Interim stiffness of ≤ or > 50 kPa gave the best prediction of pCR with pCR seen in 10 of 14 (71 %) cancers with an interim stiffness of ≤ 50 kPa, compared to 7 of 50 (14 %) of cancers with an interim stiffness of > 50 kPa, (p < 0.0001) (sensitivity 59 %, specificity 91 %, PPV 71 %, NPV 86 % and diagnostic accuracy 83 %). Percentage reduction in stiffness was the next best parameter (sensitivity 59 %, specificity 85 %, p < 0.0004) followed by reduction in MRI diameter of > 30 % (sensitivity 50 % and specificity 79 %, p = 0.03) and % reduction in US diameter (sensitivity 47 %, specificity 81 %, p = 0.03). Similar results were obtained from ROC analysis.

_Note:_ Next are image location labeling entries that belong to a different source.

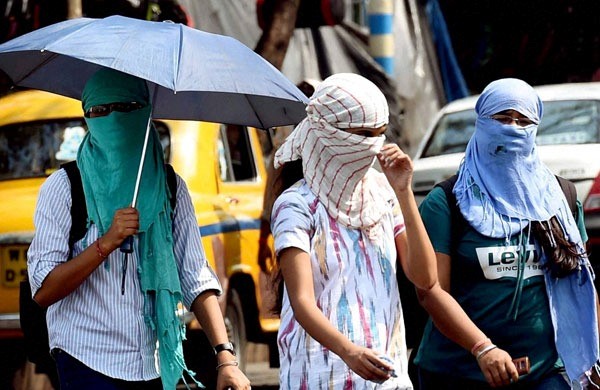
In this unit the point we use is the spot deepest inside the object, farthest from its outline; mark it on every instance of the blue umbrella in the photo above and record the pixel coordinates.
(191, 74)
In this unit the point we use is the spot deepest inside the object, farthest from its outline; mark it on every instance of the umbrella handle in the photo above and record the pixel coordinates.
(127, 245)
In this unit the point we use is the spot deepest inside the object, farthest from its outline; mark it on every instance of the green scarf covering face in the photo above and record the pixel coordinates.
(108, 159)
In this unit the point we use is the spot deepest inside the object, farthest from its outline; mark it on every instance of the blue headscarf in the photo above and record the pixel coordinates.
(502, 187)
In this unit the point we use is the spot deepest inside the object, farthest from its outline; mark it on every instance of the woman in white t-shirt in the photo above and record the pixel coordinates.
(338, 235)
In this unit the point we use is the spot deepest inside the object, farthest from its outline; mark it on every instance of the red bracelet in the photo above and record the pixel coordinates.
(478, 345)
(99, 251)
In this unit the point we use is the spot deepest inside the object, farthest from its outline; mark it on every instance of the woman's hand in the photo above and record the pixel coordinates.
(364, 362)
(231, 377)
(498, 368)
(397, 166)
(126, 222)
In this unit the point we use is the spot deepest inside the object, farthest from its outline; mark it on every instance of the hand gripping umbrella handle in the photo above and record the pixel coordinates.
(127, 244)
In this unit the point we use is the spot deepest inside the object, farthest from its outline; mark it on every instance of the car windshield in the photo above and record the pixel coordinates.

SWE stiffness of breast cancers after 3 cycles of NACT and changes in stiffness from baseline are strongly associated with pCR after 6 cycles.
预测原发性乳腺癌新辅助化疗(NACT)的病理完全缓解(pCR)可能会影响乳房和腋窝的计划手术方法。本项目的目的是评估在 3 个周期后,间隔性剪切波弹性成像(SWE)、超声(US)和磁共振成像(MRI)在预测 pCR 方面的价值。
64 例接受 NACT 的患者进行了基线和间隔性 US、SWE 和 MRI 检查。在这两个时间点测量了 SWE、US 和 MRI 直径的平均病变硬度。我们比较了四个参数与 pCR 状态的关系:a)间隔期平均硬度≤或>50kPa;b)硬度降低百分比;c)US 直径降低百分比和 d)使用 RECIST 标准的间隔期 MRI 反应。采用卡方检验评估差异的统计学意义。
间隔期硬度≤或>50kPa 对 pCR 的预测最佳,14 例(71%)间隔期硬度≤50kPa 的肿瘤中均可见 pCR,而 50 例(14%)间隔期硬度>50kPa 的肿瘤中仅 7 例可见 pCR(p<0.0001)(敏感性 59%,特异性 91%,PPV 71%,NPV 86%和诊断准确性 83%)。硬度降低百分比是下一个最佳参数(敏感性 59%,特异性 85%,p<0.0004),其次是 MRI 直径减少>30%(敏感性 50%和特异性 79%,p=0.03)和 US 直径减少百分比(敏感性 47%,特异性 81%,p=0.03)。ROC 分析也得到了类似的结果。
NACT 后 3 个周期的乳腺癌 SWE 硬度及其与基线相比的变化与 6 个周期后的 pCR 密切相关。